I’m often asked the difference between a warranty deed and a quit claim deed. Both convey or purport to grant title to property, but they’re actually legal documents and they have very different legal outcomes. First, a warranty deed is a type of deed where the grantor guarantees that he or she holds clear title to a piece of property and that they have a right to sell or to convey it to a grantee. A quit claim deed, on the other hand, is one in which the seller doesn’t guarantee that he or she holds title to a piece of real estate.
Quit Claim Deeds
A grantor or seller is quitting any claim of interest that they have to a property. That’s where we get the name quit claim deed. They may not have any interest in the property, but because they’re not making any warranties, they have no legal responsibility to a grantee. So when is it appropriate to use a quit claim deed?
Well, attorneys and title companies most often use quit claim deeds when transferring property between relatives or family members, such as a father to a son, a mother to a daughter. It can be used when a spouse or somebody is getting married or when spouses are divorcing. You pretty much know the people who you’re dealing with and that you’re hoping that you can trust them, that they own the property. So really, no warranties or representations are necessary.
We also use quit claim deeds in a real estate mortgage situation, where correcting a title defect or an issue between the parties. Again, the parties are known to each other and also to the title company, so usually the quit claim deed is used to take somebody off title. It can also be used to make a minor correction to a legal description or a misspelling of a name. Also, if there’s a notary defect such as a date or a commission, it can be corrected with a quit claim deed. So again, with a quit claim deed, title is transferred between family members most often, or it’s used to clear a defect on title. If there is a defect or problem with the grantor’s title at a later date, the grantee actually has no legal recourse against a grantor for any defect because again, the grantor made no warranties or representations as to the marketability or the cleanliness or validity of title that’s needed to convey a legal interest.

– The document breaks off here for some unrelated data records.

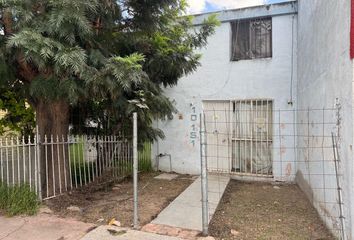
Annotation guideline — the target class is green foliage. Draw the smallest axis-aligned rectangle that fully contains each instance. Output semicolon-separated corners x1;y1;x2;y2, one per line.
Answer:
0;87;35;136
0;182;39;216
0;0;218;143
138;142;152;172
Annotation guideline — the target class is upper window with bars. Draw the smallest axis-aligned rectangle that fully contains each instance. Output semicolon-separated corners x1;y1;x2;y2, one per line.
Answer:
231;18;272;61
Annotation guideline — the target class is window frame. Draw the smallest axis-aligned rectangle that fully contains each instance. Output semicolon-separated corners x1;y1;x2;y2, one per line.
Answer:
229;16;273;62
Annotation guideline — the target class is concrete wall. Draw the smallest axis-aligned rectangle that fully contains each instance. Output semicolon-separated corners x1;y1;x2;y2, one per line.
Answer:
297;0;354;239
153;4;297;177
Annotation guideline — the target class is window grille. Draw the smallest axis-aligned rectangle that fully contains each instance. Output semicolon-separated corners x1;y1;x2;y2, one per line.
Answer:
231;18;272;61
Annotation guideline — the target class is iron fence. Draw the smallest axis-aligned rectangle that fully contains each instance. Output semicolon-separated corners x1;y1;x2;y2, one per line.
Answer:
0;136;145;200
201;104;344;237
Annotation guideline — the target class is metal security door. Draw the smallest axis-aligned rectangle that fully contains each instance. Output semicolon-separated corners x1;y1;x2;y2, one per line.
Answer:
231;100;273;176
203;101;231;173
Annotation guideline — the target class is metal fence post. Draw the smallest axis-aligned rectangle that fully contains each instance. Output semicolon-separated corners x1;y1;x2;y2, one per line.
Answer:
35;125;42;201
133;112;139;229
200;114;209;236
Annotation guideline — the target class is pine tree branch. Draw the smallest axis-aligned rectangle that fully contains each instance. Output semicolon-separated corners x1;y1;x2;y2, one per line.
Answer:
2;9;13;35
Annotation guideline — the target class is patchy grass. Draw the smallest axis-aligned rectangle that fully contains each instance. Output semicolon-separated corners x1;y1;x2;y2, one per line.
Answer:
0;183;39;216
210;181;334;240
45;173;194;227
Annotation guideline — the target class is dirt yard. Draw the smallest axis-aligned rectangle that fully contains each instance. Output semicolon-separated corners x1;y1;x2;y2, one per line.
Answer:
46;173;194;227
210;181;334;240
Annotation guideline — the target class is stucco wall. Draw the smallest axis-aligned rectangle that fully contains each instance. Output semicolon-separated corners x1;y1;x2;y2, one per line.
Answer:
153;9;297;178
297;0;354;239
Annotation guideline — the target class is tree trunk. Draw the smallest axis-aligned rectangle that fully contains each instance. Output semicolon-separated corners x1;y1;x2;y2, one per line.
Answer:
35;100;70;198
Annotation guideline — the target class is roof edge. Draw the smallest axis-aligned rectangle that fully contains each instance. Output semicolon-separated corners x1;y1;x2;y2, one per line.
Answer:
189;0;297;26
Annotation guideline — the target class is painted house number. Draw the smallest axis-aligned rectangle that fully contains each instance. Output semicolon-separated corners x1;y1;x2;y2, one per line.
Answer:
189;105;198;147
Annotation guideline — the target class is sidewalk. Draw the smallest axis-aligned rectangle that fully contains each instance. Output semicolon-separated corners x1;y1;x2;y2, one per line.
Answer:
0;214;94;240
151;174;230;231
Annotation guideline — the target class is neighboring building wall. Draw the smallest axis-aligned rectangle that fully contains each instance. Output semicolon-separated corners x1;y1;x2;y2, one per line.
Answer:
153;3;297;178
297;0;354;239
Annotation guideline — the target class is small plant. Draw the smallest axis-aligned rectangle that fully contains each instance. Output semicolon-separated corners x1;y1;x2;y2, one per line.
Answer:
138;142;152;172
0;182;39;216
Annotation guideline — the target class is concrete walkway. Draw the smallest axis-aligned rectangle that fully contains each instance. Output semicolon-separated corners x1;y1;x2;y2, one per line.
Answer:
0;214;94;240
152;174;230;231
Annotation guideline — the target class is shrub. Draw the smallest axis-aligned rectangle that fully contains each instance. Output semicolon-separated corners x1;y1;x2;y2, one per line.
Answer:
0;182;39;216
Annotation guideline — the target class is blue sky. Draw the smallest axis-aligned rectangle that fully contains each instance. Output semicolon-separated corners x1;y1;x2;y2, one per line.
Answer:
187;0;289;13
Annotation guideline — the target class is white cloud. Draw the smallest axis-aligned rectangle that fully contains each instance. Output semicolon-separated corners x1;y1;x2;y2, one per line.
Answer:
207;0;264;9
187;0;206;14
187;0;265;14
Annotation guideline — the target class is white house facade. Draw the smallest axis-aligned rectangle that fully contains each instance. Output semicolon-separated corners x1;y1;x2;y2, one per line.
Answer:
152;0;354;239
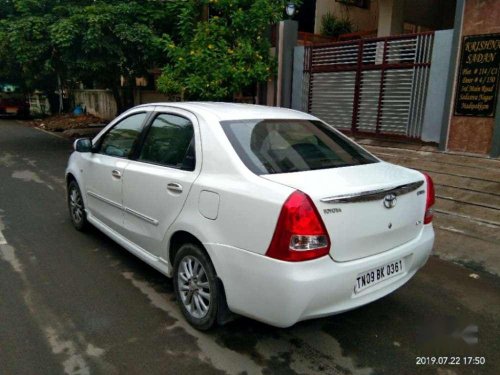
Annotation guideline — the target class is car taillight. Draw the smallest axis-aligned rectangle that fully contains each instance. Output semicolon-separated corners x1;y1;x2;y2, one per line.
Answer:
424;173;436;224
266;190;330;262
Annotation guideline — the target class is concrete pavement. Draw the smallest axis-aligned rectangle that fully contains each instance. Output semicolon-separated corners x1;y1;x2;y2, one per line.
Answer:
0;120;500;374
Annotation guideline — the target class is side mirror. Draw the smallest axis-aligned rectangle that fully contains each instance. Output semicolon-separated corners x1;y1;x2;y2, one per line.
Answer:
73;138;92;152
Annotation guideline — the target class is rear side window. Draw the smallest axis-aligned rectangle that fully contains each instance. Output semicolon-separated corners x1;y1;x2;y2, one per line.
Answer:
139;114;195;170
221;120;377;174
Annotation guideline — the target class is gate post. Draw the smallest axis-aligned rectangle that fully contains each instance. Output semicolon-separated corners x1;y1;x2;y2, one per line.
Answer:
276;20;299;108
351;39;364;134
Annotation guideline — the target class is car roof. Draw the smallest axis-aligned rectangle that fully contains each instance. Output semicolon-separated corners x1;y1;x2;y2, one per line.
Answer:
139;102;315;121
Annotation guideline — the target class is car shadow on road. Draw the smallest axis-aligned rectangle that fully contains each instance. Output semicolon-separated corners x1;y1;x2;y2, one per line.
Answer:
82;223;500;374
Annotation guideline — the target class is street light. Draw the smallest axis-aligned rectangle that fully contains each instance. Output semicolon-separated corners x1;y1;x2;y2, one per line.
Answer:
285;1;295;18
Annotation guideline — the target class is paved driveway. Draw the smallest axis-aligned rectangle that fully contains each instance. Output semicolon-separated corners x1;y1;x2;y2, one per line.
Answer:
0;120;500;374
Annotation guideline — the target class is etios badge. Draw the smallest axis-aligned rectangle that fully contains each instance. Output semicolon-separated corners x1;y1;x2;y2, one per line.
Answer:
384;193;397;209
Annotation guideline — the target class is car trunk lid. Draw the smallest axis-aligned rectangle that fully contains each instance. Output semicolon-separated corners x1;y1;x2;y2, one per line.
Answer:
262;162;426;262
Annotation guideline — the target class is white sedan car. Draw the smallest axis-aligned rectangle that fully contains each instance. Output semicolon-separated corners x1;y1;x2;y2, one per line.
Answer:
66;102;434;330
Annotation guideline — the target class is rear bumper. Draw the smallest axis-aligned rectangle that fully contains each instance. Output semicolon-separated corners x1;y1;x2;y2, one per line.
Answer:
205;225;434;327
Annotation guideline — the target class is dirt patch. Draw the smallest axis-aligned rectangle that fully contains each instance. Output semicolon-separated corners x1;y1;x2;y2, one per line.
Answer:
29;114;107;132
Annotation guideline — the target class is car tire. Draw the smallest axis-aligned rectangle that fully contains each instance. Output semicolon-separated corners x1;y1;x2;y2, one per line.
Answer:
173;243;220;331
68;180;88;231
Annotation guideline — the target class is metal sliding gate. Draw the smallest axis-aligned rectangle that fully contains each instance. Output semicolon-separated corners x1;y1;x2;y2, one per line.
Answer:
303;32;434;139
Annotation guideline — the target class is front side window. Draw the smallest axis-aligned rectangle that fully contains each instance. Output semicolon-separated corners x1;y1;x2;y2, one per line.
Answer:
221;119;377;175
99;112;147;158
139;114;194;170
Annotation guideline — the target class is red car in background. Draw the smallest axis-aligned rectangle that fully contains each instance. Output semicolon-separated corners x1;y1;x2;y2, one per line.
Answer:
0;83;30;117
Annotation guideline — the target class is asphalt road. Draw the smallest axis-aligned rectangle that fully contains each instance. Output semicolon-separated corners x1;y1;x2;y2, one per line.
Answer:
0;120;500;374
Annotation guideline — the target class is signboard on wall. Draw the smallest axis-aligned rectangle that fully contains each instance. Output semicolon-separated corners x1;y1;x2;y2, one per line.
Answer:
335;0;368;8
455;34;500;117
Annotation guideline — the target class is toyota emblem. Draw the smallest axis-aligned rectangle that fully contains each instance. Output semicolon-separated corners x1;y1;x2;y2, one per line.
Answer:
384;193;397;209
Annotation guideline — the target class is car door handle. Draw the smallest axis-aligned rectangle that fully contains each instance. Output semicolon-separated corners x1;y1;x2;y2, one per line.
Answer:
111;169;122;179
167;182;182;193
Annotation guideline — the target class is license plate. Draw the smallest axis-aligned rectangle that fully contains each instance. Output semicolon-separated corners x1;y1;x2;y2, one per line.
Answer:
354;259;405;293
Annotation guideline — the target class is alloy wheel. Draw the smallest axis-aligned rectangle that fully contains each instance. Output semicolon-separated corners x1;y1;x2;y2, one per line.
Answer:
177;256;211;319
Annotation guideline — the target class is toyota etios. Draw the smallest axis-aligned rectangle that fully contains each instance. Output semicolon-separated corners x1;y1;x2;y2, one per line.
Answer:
66;103;434;330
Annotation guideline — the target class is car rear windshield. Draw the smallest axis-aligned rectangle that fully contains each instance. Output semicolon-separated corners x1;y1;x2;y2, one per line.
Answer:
221;119;378;175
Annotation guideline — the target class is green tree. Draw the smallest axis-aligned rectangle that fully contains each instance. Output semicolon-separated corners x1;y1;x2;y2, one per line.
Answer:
158;0;283;100
0;0;170;112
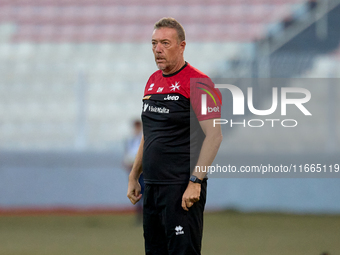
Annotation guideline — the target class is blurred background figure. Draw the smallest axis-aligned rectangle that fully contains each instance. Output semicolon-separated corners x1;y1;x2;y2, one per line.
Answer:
123;119;144;224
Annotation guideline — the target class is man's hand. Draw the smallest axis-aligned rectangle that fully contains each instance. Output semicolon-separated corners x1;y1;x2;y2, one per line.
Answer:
182;181;201;211
127;178;142;204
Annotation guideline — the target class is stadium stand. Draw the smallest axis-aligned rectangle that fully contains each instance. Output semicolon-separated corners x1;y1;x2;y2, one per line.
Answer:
0;0;334;150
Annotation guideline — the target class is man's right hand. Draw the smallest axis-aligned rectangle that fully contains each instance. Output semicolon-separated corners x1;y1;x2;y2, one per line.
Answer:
127;178;142;204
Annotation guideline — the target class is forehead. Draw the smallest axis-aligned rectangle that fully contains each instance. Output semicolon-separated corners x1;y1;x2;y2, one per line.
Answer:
152;27;178;41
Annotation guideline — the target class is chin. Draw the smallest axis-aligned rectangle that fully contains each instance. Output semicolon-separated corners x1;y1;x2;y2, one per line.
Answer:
157;64;166;71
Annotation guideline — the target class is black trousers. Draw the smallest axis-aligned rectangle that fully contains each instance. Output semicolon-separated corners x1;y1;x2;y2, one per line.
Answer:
143;181;207;255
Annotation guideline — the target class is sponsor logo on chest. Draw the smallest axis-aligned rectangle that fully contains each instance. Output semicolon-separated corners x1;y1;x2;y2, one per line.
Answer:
164;95;179;101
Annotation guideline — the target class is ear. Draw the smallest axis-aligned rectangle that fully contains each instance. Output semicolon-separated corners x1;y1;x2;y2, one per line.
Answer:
179;41;187;53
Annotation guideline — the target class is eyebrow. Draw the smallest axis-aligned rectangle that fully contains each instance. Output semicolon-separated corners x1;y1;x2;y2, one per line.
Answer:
151;39;170;42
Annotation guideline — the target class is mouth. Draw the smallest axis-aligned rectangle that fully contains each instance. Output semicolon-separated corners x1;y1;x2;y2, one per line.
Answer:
156;57;165;63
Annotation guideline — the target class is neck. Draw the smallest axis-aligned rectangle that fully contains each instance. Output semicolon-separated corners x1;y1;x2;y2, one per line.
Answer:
162;59;185;75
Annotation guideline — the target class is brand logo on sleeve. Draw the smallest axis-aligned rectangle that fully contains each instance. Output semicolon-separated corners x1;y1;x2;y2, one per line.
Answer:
148;83;155;91
143;104;149;112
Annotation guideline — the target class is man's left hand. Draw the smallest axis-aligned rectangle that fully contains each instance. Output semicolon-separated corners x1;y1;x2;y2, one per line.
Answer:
182;181;201;211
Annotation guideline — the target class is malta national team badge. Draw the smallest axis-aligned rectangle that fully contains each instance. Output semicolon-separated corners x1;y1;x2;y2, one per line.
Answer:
170;81;181;91
175;225;184;236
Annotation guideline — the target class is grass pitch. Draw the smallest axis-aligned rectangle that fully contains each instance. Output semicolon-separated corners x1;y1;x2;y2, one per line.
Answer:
0;212;340;255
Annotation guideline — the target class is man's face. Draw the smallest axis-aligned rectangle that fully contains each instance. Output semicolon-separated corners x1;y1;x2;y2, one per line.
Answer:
152;27;185;73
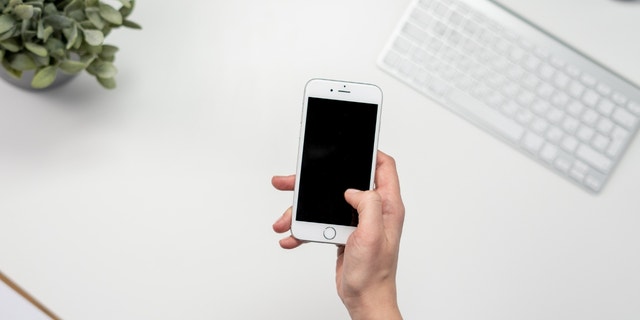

Warranty Deeds and Covenants
The other type of deed, again, is the warranty deed. Warranty deeds provide the grantee with the greatest amount of protection concerning the validity of title. The grantee makes these warranties that they have the rights to transfer property free of any other claims to property, otherwise they’re going to be responsible to the grantee to correct that defect.
So in the warranty deed, there’s actually six covenants that are implied covenants or promises, and they’re made by the grantor to the grantee. And they are, as follows;
- The first one’s called a covenant or a Promise of Seisen. The grantor basically covenants to the grantee that the grantor has title and possession of the property. So if the grantor has a lease on the property and they convey the property with a warranty deed, they are actually breaching the warranty because they really don’t have possession of the property. Okay, see how that works.
- The second covenant is called a Right to Convey. The grantor covenants to the grantee that the grantor can validly grant or convey the property. So, again, if the grantor owned the property jointly with another party, you might need to have both parties to convey the title. But if only one person signs off on the deed, guess what? It’s going to be the grantors responsibility to get that other person to sign off.
- The third covenant is called the Covenant Against Encumbrances
And that basically is a promise to the grantee that any mortgage, lien, easement, or other encumbrance on the property does not exist. So the warranty deed basically will protect the grantee against any underlying encumbrances. And if they don’t, the grantor is responsible to take care of and defend that property.
- A covenant of a Warranty of Title basically is a future covenant. This one basically says I will agree to the grantee to defend, and I have a duty to defend the grantee against any claims to the property.
- The fifth covenant is called the Quiet Enjoyment Covenant. This is one where the grantor covenants to the grantee that the grantee will have unimpaired use and unrestricted enjoyment to the property. So if there’s an easement on the property and the grantor knows this easement is going to interfere with the grantee’s quiet enjoyment or use, the grantee can go after the grantor. And the grantor has to correct that issue.
- Finally, there’s something called the Covenant of Future Assurances. That’s where the grantor takes actions reasonably necessary to protect the grantor’s title. If there’s an issue with regards to a legal description or if something was not done correctly with regards to a notary or name, the grantor is going to take care of it. So the quit claim deed comes again with none of these warranties, only the warranty deed.
So if you’re a buyer of a property, you’re always going to want to strive to take a warranty deed. Whereas if you’re a seller, you’re going to rather give a quit claim deed to convey a property so that you don’t have that high threshold of legal responsibility. Again, with a quit claim deed, there’s less legal responsibility, if any, and when it comes to negotiating a purchase contract or refinancing a property, attorneys, buyers and lenders are going to want to see a warranty deed with all of those six warranties. Whereas the seller, when they’re unsure of a property’s title, they’re going to look to try and give a quit claim deed. A lot of investors these days take quit claim deeds. Sometimes a quit claim deed and a warranty deed aren’t even acceptable to either party. And so another deed that attorneys arrange is called a special covenant deed. And this is a conveyance where it doesn’t have all the warranties in the deed, so they’re not all the guarantees. But again, it’s just one level up above a quit claim deed, so it will give some level of protection of title.
Regardless of the level of protection offered by either deed, both deeds can and do have the effect of conveying property. So if you’re unsure of which deed suits your needs, then you should really contact a competent real estate attorney.